CI/CD with Databricks Git folders (Repos)

Databricks Git folders can be used in your CI/CD flows. By configuring Databricks Git folders in the workspace, you can use source control for work in Git repositories and integrate them into your data engineering workflows. For a more comprehensive overview of CI/CD with Azure Databricks, see CI/CD on Azure Databricks.

Usage flows

Most of the work in developing automation for Git folders is in the initial configuration for your folders and in understanding the Azure Databricks Repos REST API you use to automate Git operations from Azure Databricks jobs. Before you start building your automation and setting up folders, review the remote Git repositories you will incorporate into your automation flows and select the right ones for the different stages of your automation, including development, integration, staging, and production.

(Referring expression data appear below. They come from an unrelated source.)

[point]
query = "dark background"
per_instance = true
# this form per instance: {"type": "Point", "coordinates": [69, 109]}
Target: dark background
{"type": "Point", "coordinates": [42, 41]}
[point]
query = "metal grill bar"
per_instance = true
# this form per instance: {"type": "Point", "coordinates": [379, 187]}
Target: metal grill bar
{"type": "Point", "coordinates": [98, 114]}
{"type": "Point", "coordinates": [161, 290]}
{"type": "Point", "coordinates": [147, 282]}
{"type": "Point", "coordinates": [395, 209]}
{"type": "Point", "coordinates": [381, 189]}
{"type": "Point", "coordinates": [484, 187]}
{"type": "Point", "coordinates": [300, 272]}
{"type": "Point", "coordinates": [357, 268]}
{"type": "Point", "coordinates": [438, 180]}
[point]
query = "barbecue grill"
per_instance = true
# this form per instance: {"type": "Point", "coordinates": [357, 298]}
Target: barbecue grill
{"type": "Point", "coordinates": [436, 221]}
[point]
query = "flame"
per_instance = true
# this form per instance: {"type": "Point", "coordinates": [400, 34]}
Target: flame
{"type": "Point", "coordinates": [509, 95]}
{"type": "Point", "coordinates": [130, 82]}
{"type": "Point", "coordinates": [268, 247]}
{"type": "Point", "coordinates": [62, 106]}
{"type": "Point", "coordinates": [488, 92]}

  • Admin flow: For production flows, a Azure Databricks workspace admin sets up top-level folders in your workspace to host the production git folders. The admin clones a Git repository and branch when creating them, and could give these folders meaningful names such as "Production", "Test", or "Staging" which correspond to the remote Git repositories' purpose in your development flows. For more details, see Production Git folder.
  • User flow: A user can create a Git folder under /Workspace/Users/<email>/ based on a remote Git repository. A user creates a local user-specific branch for the work the user will commit to it and push to the remote repository. For information on collaborating in user-specific Git folders, see Collaborate using Git folders.
  • Merge flow: Users can create pull requests (PRs) after pushing from a Git folder. When the PR is merged, automation can pull the changes into the production Git folders using the Azure Databricks Repos API.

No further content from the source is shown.